On the Ball: Joe Torre Number Retirement Well-Deserved
When I saw the news Thursday that the Yankees were going to retire Joe Torre’s number, my first reaction was surprisingly of genuine happiness—this from someone who was never a fan of the Yankees during his time there.
Would the Yankees remember him for the four titles in his first five seasons or letting his contract run out after failing to win the pennant in any of his final four seasons? Apparently it’s the former as well it should be.
His hiring, nearly 20 years ago, was a bit of a surprise given the standards in the Bronx versus what little success Torre had enjoyed before coming aboard.
Before joining the Yankees in 1996, Torre had piloted the Braves, Cardinals, and Mets for a grand total of 15 seasons and had just one division title to show for it—far below George Steinbrenner’s expectations.
Of course in baseball, more than any other sport, the manager’s worth is the most difficult to judge, simply because it’s less of a team sport than basketball, hockey, or football. You can’t double-team a pitcher, you can’t hide a bad defender in the outfield, and you can’t call a timeout to regroup your team.
Consequently, managers can be recycled until it’s finally obvious that they’re equipped for the job (Torre) or not equipped (Bobby Valentine). Naturally these aren’t hard and fast rules—even the Red Sox can foul this up.
Anyway, the Yankees thought Torre would be a good fit despite his uneven record, and they were right. Besides the aforementioned four titles in five seasons, he led the Yanks to 10 division titles and two wild cards in his 12 years in the Bronx.
He was the perfect fit—and he was done in by his own success.
As much as I disliked the Yankees during his run there (nothing personal, but being a fan of the dismal Royals we quickly grew tired of the annual view from the basement and the courtesy yearly sweep) it was really a backhanded compliment—they were just too good.
Of course, I wasn’t sold on Torre from the outset.
After all, the Yankees were getting good at a time when payroll disparities were zooming out of control and they were the No. 1 culprit.
The team signed successful veterans like Wade Boggs, Jimmy Key, Dwight Gooden, Kenny Rogers, and John Wetteland to go along with their core four of Derek Jeter, Jorge Posada, Andy Pettitte, and Mariano Rivera.
Who wasn’t going to win a World Series with that group?
But after winning titles in 1998, ’99, and 2000, to go along with his one in ’96, there was no disputing it anymore—Torre knew how to manage, and his management style was perfect for the Yankees plan of building around the core four.
Then they went away from the plan.
After giving the rest of us a break and actually losing the 2001 World Series, the team went out and signed Jason Giambi to replace the popular Tino Martinez at first. This was not the usual complimentary player coming in.
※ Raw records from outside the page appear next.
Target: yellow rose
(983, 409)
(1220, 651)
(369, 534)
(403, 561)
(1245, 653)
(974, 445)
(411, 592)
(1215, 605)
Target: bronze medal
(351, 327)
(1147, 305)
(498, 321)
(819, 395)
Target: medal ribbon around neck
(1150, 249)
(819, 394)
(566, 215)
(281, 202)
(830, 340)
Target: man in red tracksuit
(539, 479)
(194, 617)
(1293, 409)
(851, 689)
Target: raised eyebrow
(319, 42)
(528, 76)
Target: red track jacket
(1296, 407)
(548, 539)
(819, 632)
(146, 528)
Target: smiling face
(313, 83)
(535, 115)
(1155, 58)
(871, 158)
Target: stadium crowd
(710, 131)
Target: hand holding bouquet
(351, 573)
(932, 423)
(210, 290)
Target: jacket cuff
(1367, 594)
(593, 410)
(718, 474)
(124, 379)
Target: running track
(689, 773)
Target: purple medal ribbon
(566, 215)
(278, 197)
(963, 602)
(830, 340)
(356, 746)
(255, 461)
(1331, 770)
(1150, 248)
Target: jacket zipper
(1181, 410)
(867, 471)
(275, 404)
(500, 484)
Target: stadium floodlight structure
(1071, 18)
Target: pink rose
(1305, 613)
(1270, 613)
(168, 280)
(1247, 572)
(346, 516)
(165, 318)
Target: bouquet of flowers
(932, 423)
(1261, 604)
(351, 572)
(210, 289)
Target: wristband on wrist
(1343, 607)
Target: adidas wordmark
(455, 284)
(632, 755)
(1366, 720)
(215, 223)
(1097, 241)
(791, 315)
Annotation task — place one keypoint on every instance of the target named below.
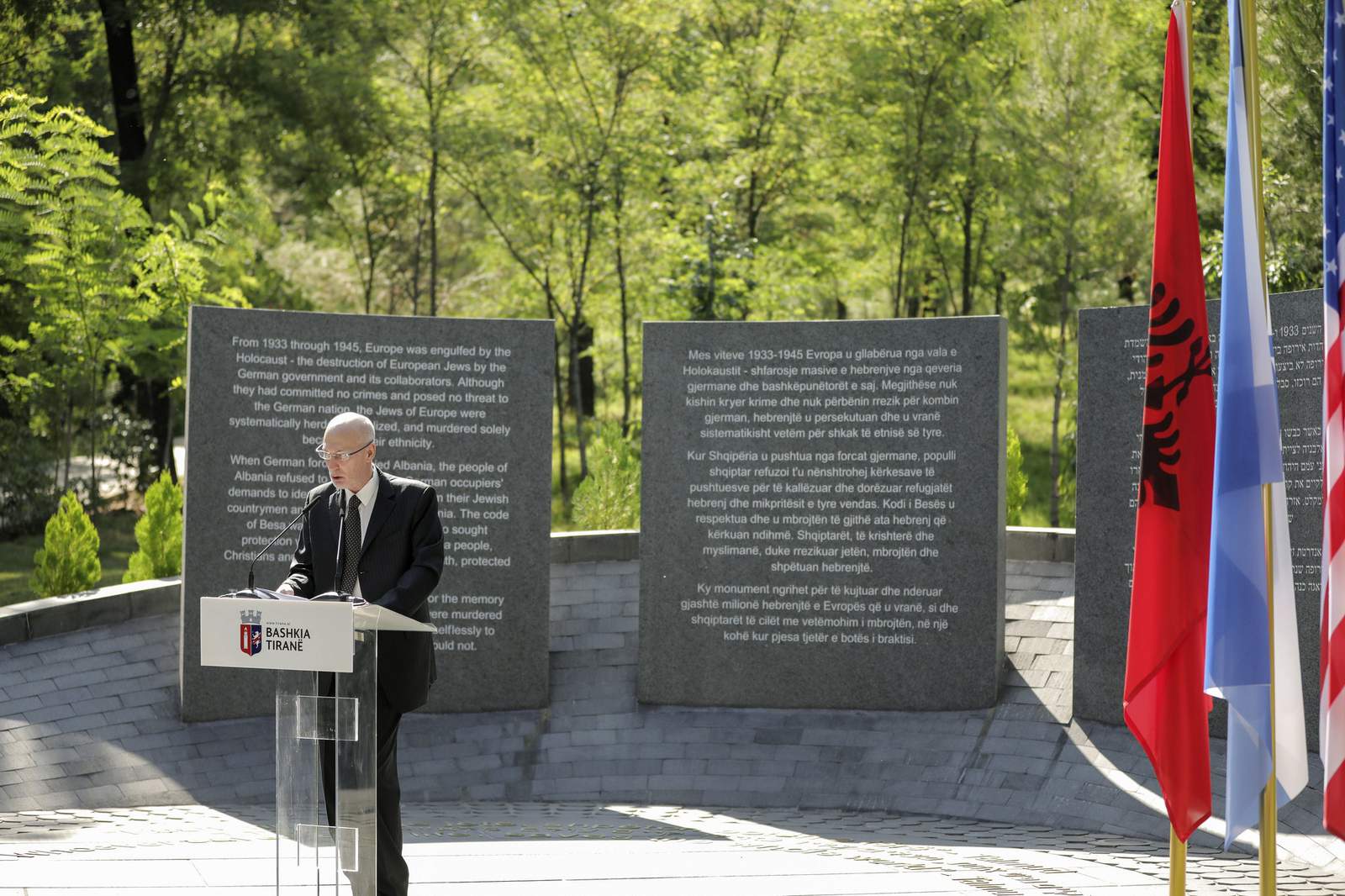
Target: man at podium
(377, 537)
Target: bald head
(356, 425)
(350, 434)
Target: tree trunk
(560, 405)
(434, 232)
(125, 98)
(578, 393)
(93, 441)
(1066, 282)
(67, 428)
(618, 208)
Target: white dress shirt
(367, 495)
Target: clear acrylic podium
(326, 656)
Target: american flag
(1333, 428)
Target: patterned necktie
(350, 548)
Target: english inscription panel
(463, 405)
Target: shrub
(609, 495)
(1015, 481)
(158, 533)
(69, 559)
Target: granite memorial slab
(1113, 345)
(822, 514)
(463, 405)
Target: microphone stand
(340, 560)
(252, 567)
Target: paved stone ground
(622, 849)
(87, 720)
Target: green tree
(1015, 482)
(1078, 194)
(69, 559)
(71, 239)
(158, 533)
(609, 495)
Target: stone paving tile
(625, 848)
(1022, 761)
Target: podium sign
(244, 633)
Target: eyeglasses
(342, 456)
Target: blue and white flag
(1247, 456)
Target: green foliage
(607, 163)
(69, 559)
(158, 533)
(1015, 481)
(609, 495)
(27, 490)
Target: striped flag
(1333, 430)
(1247, 456)
(1163, 703)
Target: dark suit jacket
(400, 566)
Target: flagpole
(1176, 864)
(1269, 814)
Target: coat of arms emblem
(249, 633)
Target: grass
(118, 541)
(1032, 381)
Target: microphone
(340, 541)
(340, 560)
(302, 513)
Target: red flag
(1332, 717)
(1165, 703)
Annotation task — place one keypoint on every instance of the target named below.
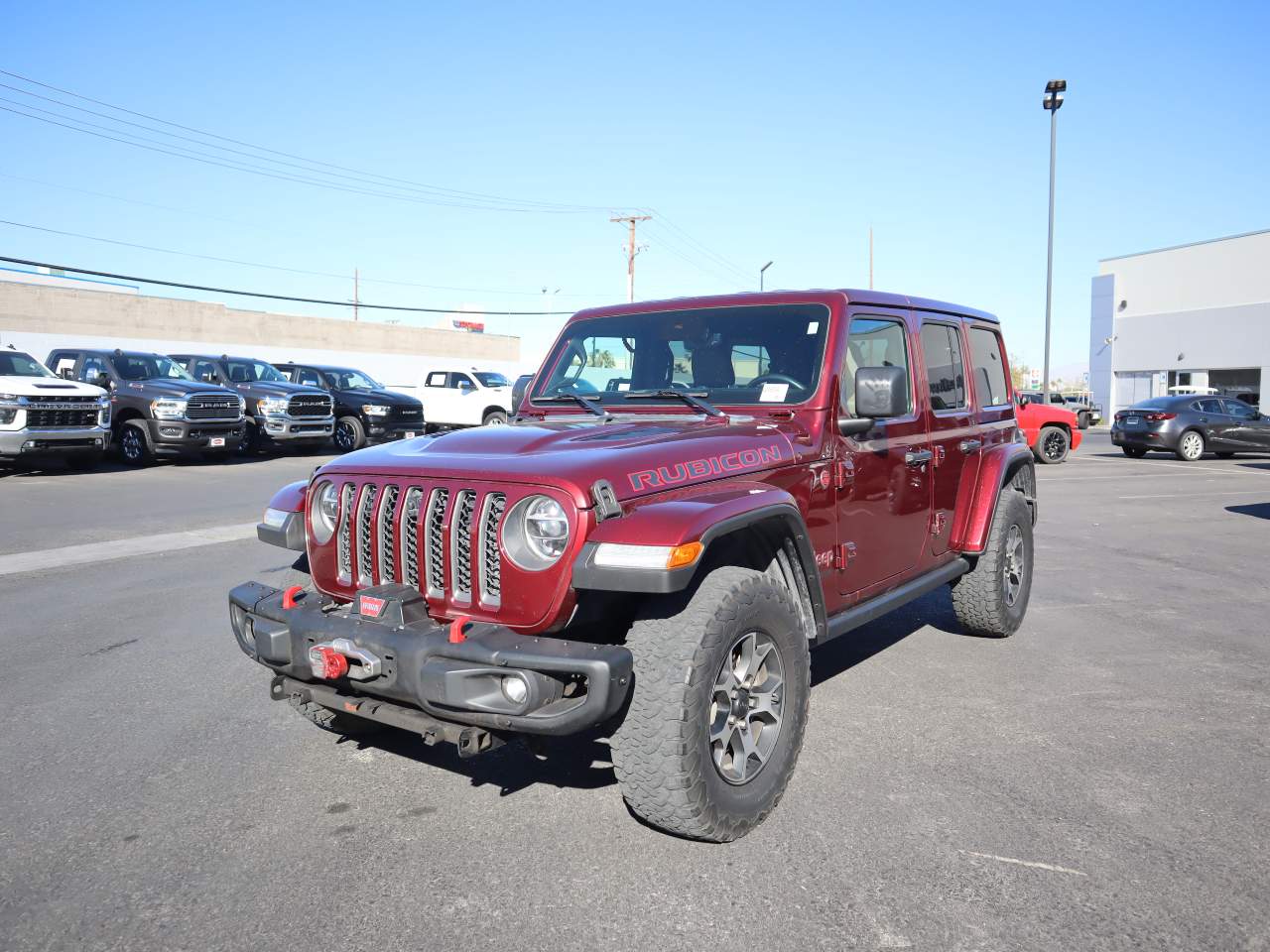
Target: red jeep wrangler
(697, 493)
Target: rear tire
(694, 754)
(134, 444)
(1191, 447)
(991, 599)
(1053, 444)
(334, 721)
(349, 434)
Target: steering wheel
(776, 379)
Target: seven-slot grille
(310, 405)
(50, 412)
(212, 407)
(398, 534)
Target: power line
(276, 298)
(444, 191)
(258, 264)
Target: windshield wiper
(693, 398)
(587, 403)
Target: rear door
(884, 485)
(949, 421)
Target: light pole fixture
(1053, 102)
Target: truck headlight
(536, 534)
(322, 512)
(168, 409)
(271, 407)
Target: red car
(1052, 430)
(694, 495)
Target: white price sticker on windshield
(774, 393)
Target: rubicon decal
(708, 466)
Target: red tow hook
(456, 630)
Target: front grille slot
(434, 544)
(343, 538)
(388, 534)
(308, 405)
(461, 546)
(490, 556)
(365, 509)
(212, 408)
(409, 534)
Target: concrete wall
(39, 318)
(1196, 307)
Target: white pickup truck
(465, 399)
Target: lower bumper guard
(384, 658)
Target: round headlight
(322, 512)
(536, 534)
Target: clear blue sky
(761, 131)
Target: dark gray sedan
(1192, 425)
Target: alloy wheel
(746, 707)
(1014, 565)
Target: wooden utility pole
(870, 257)
(630, 250)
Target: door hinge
(843, 553)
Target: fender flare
(699, 515)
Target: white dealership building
(1191, 315)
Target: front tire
(991, 599)
(349, 434)
(717, 708)
(1053, 444)
(134, 445)
(1191, 447)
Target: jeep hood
(639, 456)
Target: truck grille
(440, 540)
(212, 407)
(310, 405)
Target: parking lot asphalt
(1096, 782)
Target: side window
(944, 371)
(989, 370)
(93, 368)
(875, 341)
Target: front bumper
(285, 428)
(416, 666)
(54, 440)
(182, 436)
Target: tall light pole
(1053, 102)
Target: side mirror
(881, 393)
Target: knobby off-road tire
(663, 754)
(991, 599)
(334, 721)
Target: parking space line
(46, 558)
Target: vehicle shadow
(844, 653)
(1259, 511)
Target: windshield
(344, 379)
(749, 354)
(14, 363)
(149, 367)
(250, 371)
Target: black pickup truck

This was a star player who I thought disrupted the tight clubhouse the team had assembled.
Soon the Yankees would bring in players in the Giambi mold like Gary Sheffield, Kevin Brown, Ruben Sierra, and others and the postseason results continued to lag.
Torre’s final four seasons saw three division titles and no pennants—a far cry from his earlier success—and he was summarily disposed of. As great as his successor Joe Girardi has been, he still only has one World Series title in six seasons—three more and maybe he too will be dismissed.